Now consider some $\frac{a}{b} \in R_p$. Then either $a \notin p$ or $b - a \notin p$, since if both were in $p$, we’d have $a + (b - a) = b \in p$. So either $a$ is invertible in $R_p$, in which case $\frac{a}{b}$ is, or $b - a$ is invertible in $R_p$, in which case $1 - \frac{a}{b} = \frac{b - a}{b}$ is. So $R_p$ is indeed a local ring. $\square$
Lemma 2: Let $R$ be a PID. Than any nonzero localisation of $R$ is also a PID.
Proof: any nonzero localisation of an integral domain is an integral domain. Now consider an ideal $I \in S^{-1} R$. Then consider $I \cap R$, which is an ideal of $R$, hence principal.
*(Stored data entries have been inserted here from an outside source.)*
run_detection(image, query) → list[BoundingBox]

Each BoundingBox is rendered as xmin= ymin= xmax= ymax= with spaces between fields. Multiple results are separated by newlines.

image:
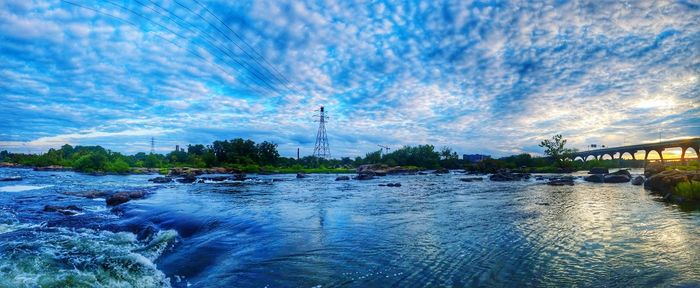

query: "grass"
xmin=674 ymin=181 xmax=700 ymax=201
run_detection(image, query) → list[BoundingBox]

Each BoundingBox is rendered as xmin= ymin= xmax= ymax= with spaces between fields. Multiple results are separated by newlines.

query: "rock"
xmin=128 ymin=191 xmax=145 ymax=199
xmin=547 ymin=177 xmax=575 ymax=186
xmin=296 ymin=173 xmax=307 ymax=179
xmin=644 ymin=169 xmax=697 ymax=196
xmin=0 ymin=176 xmax=22 ymax=181
xmin=489 ymin=171 xmax=530 ymax=181
xmin=43 ymin=205 xmax=82 ymax=215
xmin=644 ymin=162 xmax=666 ymax=178
xmin=588 ymin=167 xmax=609 ymax=174
xmin=535 ymin=177 xmax=545 ymax=181
xmin=106 ymin=192 xmax=131 ymax=206
xmin=233 ymin=173 xmax=247 ymax=181
xmin=356 ymin=164 xmax=420 ymax=175
xmin=604 ymin=174 xmax=631 ymax=183
xmin=584 ymin=174 xmax=605 ymax=183
xmin=631 ymin=175 xmax=645 ymax=185
xmin=176 ymin=174 xmax=197 ymax=183
xmin=335 ymin=176 xmax=350 ymax=181
xmin=387 ymin=183 xmax=402 ymax=187
xmin=148 ymin=176 xmax=172 ymax=183
xmin=610 ymin=169 xmax=631 ymax=177
xmin=354 ymin=171 xmax=375 ymax=180
xmin=33 ymin=165 xmax=71 ymax=171
xmin=434 ymin=168 xmax=450 ymax=174
xmin=460 ymin=177 xmax=483 ymax=182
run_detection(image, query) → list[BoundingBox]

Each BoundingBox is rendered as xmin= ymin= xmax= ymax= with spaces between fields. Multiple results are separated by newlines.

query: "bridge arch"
xmin=644 ymin=149 xmax=663 ymax=160
xmin=601 ymin=153 xmax=613 ymax=160
xmin=574 ymin=156 xmax=586 ymax=162
xmin=621 ymin=151 xmax=635 ymax=160
xmin=681 ymin=146 xmax=698 ymax=160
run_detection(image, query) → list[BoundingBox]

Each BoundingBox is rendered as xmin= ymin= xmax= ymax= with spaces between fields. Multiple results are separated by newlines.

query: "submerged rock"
xmin=0 ymin=176 xmax=22 ymax=181
xmin=547 ymin=176 xmax=575 ymax=186
xmin=296 ymin=173 xmax=307 ymax=179
xmin=176 ymin=174 xmax=197 ymax=183
xmin=460 ymin=177 xmax=483 ymax=182
xmin=489 ymin=171 xmax=530 ymax=181
xmin=631 ymin=175 xmax=645 ymax=186
xmin=148 ymin=176 xmax=172 ymax=183
xmin=434 ymin=168 xmax=450 ymax=174
xmin=335 ymin=176 xmax=350 ymax=181
xmin=387 ymin=183 xmax=402 ymax=187
xmin=43 ymin=205 xmax=82 ymax=215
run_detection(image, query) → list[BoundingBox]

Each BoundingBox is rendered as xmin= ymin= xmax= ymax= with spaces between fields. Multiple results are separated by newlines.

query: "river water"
xmin=0 ymin=168 xmax=698 ymax=287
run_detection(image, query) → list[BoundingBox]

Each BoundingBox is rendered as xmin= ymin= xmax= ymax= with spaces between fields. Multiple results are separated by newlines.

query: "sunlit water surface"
xmin=0 ymin=168 xmax=699 ymax=287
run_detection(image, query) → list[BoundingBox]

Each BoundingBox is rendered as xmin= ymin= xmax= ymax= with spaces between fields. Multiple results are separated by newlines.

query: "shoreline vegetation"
xmin=1 ymin=135 xmax=698 ymax=205
xmin=0 ymin=136 xmax=695 ymax=176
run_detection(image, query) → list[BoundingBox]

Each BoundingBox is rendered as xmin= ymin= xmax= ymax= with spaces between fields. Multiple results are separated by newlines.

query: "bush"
xmin=675 ymin=181 xmax=700 ymax=201
xmin=73 ymin=153 xmax=107 ymax=172
xmin=105 ymin=158 xmax=131 ymax=174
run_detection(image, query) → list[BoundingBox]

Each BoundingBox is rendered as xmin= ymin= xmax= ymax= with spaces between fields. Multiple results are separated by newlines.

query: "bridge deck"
xmin=571 ymin=137 xmax=700 ymax=157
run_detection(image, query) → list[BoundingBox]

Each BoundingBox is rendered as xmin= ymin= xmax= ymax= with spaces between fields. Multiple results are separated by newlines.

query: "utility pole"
xmin=312 ymin=106 xmax=331 ymax=159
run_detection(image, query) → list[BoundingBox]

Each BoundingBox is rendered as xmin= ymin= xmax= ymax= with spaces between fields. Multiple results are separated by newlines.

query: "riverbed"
xmin=0 ymin=168 xmax=698 ymax=287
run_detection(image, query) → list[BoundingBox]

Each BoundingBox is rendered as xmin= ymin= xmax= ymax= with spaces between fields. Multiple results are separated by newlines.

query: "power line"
xmin=188 ymin=0 xmax=295 ymax=89
xmin=136 ymin=0 xmax=283 ymax=94
xmin=61 ymin=0 xmax=267 ymax=95
xmin=102 ymin=0 xmax=280 ymax=95
xmin=170 ymin=0 xmax=289 ymax=92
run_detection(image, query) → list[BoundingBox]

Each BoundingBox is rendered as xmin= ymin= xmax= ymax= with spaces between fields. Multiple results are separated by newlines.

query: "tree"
xmin=539 ymin=134 xmax=574 ymax=167
xmin=256 ymin=141 xmax=279 ymax=165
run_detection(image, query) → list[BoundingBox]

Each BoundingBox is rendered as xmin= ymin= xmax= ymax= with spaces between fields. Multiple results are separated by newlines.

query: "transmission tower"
xmin=150 ymin=137 xmax=155 ymax=154
xmin=312 ymin=106 xmax=331 ymax=158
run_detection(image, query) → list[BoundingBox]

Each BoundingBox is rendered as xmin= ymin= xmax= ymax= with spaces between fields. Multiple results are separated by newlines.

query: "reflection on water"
xmin=0 ymin=168 xmax=699 ymax=287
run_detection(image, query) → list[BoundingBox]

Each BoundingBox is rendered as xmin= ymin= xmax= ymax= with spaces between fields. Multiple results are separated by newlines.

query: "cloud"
xmin=0 ymin=0 xmax=698 ymax=157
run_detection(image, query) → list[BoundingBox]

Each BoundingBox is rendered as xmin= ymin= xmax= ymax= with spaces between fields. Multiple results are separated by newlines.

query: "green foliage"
xmin=104 ymin=158 xmax=131 ymax=174
xmin=674 ymin=181 xmax=700 ymax=201
xmin=73 ymin=152 xmax=107 ymax=172
xmin=539 ymin=134 xmax=574 ymax=168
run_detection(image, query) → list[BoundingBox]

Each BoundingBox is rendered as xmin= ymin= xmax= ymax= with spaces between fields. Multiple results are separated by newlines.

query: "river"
xmin=0 ymin=167 xmax=699 ymax=287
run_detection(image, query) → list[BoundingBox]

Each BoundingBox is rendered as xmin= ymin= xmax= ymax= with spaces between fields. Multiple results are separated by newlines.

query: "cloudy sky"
xmin=0 ymin=0 xmax=698 ymax=158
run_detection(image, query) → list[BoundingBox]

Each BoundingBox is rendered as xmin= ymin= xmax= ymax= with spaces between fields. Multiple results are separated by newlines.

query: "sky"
xmin=0 ymin=0 xmax=698 ymax=158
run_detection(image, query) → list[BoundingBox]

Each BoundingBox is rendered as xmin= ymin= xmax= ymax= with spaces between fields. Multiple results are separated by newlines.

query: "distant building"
xmin=463 ymin=154 xmax=491 ymax=163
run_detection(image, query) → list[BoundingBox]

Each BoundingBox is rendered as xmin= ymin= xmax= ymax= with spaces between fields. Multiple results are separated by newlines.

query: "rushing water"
xmin=0 ymin=167 xmax=699 ymax=287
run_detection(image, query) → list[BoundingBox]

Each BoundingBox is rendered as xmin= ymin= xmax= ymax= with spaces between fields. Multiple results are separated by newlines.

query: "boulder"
xmin=434 ymin=168 xmax=450 ymax=174
xmin=644 ymin=169 xmax=698 ymax=196
xmin=233 ymin=173 xmax=247 ymax=181
xmin=296 ymin=173 xmax=307 ymax=179
xmin=386 ymin=183 xmax=402 ymax=187
xmin=0 ymin=176 xmax=22 ymax=181
xmin=460 ymin=177 xmax=483 ymax=182
xmin=148 ymin=176 xmax=172 ymax=183
xmin=106 ymin=192 xmax=131 ymax=206
xmin=43 ymin=205 xmax=82 ymax=216
xmin=588 ymin=167 xmax=609 ymax=174
xmin=604 ymin=174 xmax=631 ymax=183
xmin=610 ymin=169 xmax=631 ymax=177
xmin=547 ymin=176 xmax=575 ymax=186
xmin=128 ymin=191 xmax=145 ymax=199
xmin=584 ymin=174 xmax=605 ymax=183
xmin=644 ymin=162 xmax=665 ymax=178
xmin=335 ymin=176 xmax=350 ymax=181
xmin=489 ymin=171 xmax=530 ymax=181
xmin=631 ymin=176 xmax=645 ymax=186
xmin=354 ymin=171 xmax=375 ymax=180
xmin=176 ymin=174 xmax=197 ymax=183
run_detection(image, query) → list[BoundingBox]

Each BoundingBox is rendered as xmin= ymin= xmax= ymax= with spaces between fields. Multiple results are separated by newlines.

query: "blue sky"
xmin=0 ymin=0 xmax=698 ymax=158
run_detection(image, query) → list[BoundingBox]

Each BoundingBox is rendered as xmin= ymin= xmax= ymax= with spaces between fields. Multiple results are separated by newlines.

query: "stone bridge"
xmin=570 ymin=137 xmax=700 ymax=162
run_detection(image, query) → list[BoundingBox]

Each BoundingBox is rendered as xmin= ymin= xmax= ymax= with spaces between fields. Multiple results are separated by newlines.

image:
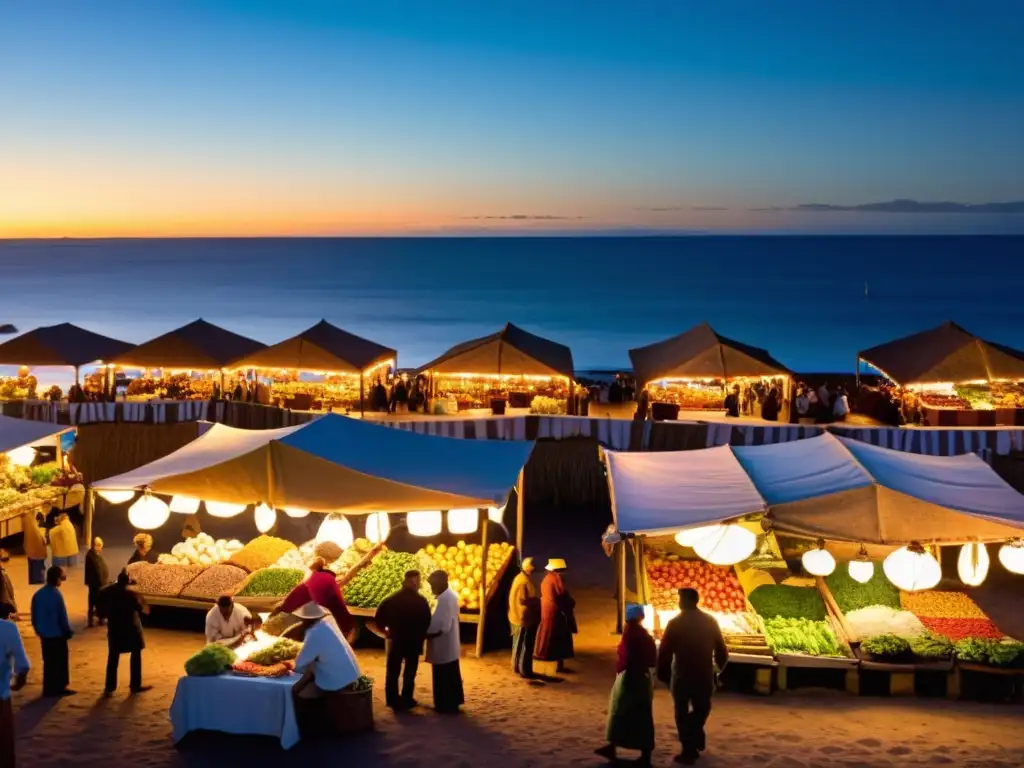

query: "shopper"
xmin=85 ymin=537 xmax=110 ymax=627
xmin=97 ymin=570 xmax=151 ymax=695
xmin=833 ymin=385 xmax=850 ymax=422
xmin=724 ymin=385 xmax=740 ymax=418
xmin=30 ymin=566 xmax=74 ymax=697
xmin=23 ymin=515 xmax=48 ymax=585
xmin=534 ymin=558 xmax=577 ymax=673
xmin=127 ymin=533 xmax=155 ymax=566
xmin=48 ymin=513 xmax=79 ymax=568
xmin=374 ymin=570 xmax=432 ymax=710
xmin=0 ymin=601 xmax=30 ymax=767
xmin=425 ymin=571 xmax=464 ymax=713
xmin=277 ymin=557 xmax=355 ymax=639
xmin=0 ymin=551 xmax=16 ymax=619
xmin=508 ymin=557 xmax=540 ymax=678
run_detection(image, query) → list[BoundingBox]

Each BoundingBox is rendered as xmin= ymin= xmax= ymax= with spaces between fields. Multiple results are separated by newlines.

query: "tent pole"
xmin=84 ymin=488 xmax=95 ymax=549
xmin=475 ymin=507 xmax=489 ymax=658
xmin=855 ymin=356 xmax=861 ymax=391
xmin=515 ymin=468 xmax=525 ymax=556
xmin=74 ymin=366 xmax=80 ymax=386
xmin=616 ymin=540 xmax=626 ymax=634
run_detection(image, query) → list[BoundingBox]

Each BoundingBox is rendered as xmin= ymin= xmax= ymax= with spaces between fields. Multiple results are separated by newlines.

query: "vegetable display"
xmin=235 ymin=568 xmax=305 ymax=598
xmin=763 ymin=617 xmax=845 ymax=657
xmin=343 ymin=549 xmax=438 ymax=608
xmin=861 ymin=634 xmax=910 ymax=658
xmin=262 ymin=612 xmax=301 ymax=637
xmin=245 ymin=638 xmax=302 ymax=666
xmin=825 ymin=564 xmax=900 ymax=613
xmin=907 ymin=632 xmax=953 ymax=660
xmin=900 ymin=591 xmax=986 ymax=619
xmin=954 ymin=638 xmax=1024 ymax=667
xmin=645 ymin=554 xmax=747 ymax=613
xmin=748 ymin=584 xmax=827 ymax=621
xmin=918 ymin=617 xmax=1005 ymax=642
xmin=329 ymin=538 xmax=376 ymax=576
xmin=158 ymin=533 xmax=243 ymax=566
xmin=126 ymin=563 xmax=206 ymax=596
xmin=422 ymin=540 xmax=514 ymax=610
xmin=228 ymin=535 xmax=297 ymax=573
xmin=345 ymin=674 xmax=374 ymax=692
xmin=185 ymin=644 xmax=237 ymax=676
xmin=179 ymin=563 xmax=248 ymax=600
xmin=844 ymin=606 xmax=926 ymax=639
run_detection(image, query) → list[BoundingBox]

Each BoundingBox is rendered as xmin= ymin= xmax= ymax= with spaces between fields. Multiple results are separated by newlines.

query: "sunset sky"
xmin=2 ymin=1 xmax=1023 ymax=236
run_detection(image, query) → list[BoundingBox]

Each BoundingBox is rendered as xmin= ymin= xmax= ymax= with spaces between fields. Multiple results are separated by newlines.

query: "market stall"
xmin=228 ymin=319 xmax=396 ymax=414
xmin=629 ymin=322 xmax=793 ymax=421
xmin=858 ymin=321 xmax=1024 ymax=427
xmin=417 ymin=323 xmax=576 ymax=416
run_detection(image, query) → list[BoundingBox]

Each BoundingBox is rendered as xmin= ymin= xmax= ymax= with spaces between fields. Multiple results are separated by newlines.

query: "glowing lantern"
xmin=957 ymin=542 xmax=990 ymax=587
xmin=848 ymin=547 xmax=874 ymax=584
xmin=447 ymin=508 xmax=479 ymax=535
xmin=407 ymin=510 xmax=442 ymax=537
xmin=674 ymin=525 xmax=723 ymax=549
xmin=254 ymin=503 xmax=277 ymax=534
xmin=883 ymin=542 xmax=941 ymax=592
xmin=998 ymin=539 xmax=1024 ymax=574
xmin=801 ymin=539 xmax=836 ymax=577
xmin=316 ymin=513 xmax=354 ymax=550
xmin=364 ymin=511 xmax=391 ymax=544
xmin=128 ymin=493 xmax=170 ymax=530
xmin=282 ymin=507 xmax=310 ymax=518
xmin=98 ymin=489 xmax=136 ymax=505
xmin=692 ymin=524 xmax=757 ymax=566
xmin=4 ymin=445 xmax=36 ymax=468
xmin=205 ymin=500 xmax=247 ymax=518
xmin=169 ymin=495 xmax=200 ymax=514
xmin=488 ymin=505 xmax=505 ymax=524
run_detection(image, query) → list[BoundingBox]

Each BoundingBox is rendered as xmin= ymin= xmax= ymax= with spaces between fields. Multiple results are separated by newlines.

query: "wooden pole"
xmin=84 ymin=488 xmax=95 ymax=549
xmin=475 ymin=508 xmax=489 ymax=658
xmin=616 ymin=539 xmax=627 ymax=634
xmin=515 ymin=468 xmax=525 ymax=557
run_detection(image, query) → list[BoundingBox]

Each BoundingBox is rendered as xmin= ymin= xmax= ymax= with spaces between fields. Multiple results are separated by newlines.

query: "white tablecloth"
xmin=170 ymin=673 xmax=301 ymax=749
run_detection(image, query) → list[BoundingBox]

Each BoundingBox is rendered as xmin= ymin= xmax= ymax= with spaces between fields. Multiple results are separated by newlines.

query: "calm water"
xmin=1 ymin=236 xmax=1022 ymax=384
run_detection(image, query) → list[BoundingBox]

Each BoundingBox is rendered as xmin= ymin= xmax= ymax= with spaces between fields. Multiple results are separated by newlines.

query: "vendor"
xmin=292 ymin=602 xmax=359 ymax=702
xmin=204 ymin=595 xmax=255 ymax=647
xmin=274 ymin=557 xmax=355 ymax=639
xmin=127 ymin=533 xmax=156 ymax=566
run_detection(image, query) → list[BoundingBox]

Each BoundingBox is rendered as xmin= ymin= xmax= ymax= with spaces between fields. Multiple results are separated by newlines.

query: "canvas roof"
xmin=93 ymin=413 xmax=534 ymax=512
xmin=111 ymin=319 xmax=266 ymax=370
xmin=0 ymin=415 xmax=73 ymax=455
xmin=629 ymin=322 xmax=791 ymax=387
xmin=858 ymin=321 xmax=1024 ymax=386
xmin=0 ymin=323 xmax=132 ymax=368
xmin=418 ymin=323 xmax=574 ymax=379
xmin=230 ymin=320 xmax=396 ymax=374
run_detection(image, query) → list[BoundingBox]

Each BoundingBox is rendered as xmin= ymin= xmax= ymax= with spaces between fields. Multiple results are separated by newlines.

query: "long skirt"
xmin=605 ymin=668 xmax=655 ymax=752
xmin=431 ymin=660 xmax=465 ymax=713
Then write $I \cap R = pR$. I claim $I = (p)$. For clearly $p \in I$. And if $\frac{a}{b} \in I$, then $a \in I \cap R$, so we can write $a = pc$ and thus $\frac{a}{b} = p \frac{c}{b}$. $\square$
Combining these two lemmas, we see that localising on a prime ideal gives us a local ring which is also a PID. However, if our original ring $R$ is a field, then localising the field at a maximal ideal will give us the same field, whose maximal ideal is zero. So we must add a condition to your claim, which is that the prime ideal in question be nonzero. In that case, write the ideal as $(p)$. Then $p$ is not invertible in $R_p$, nor is it zero. So $R_p$ is not a field, and thus its unique maximal ideal is nonzero.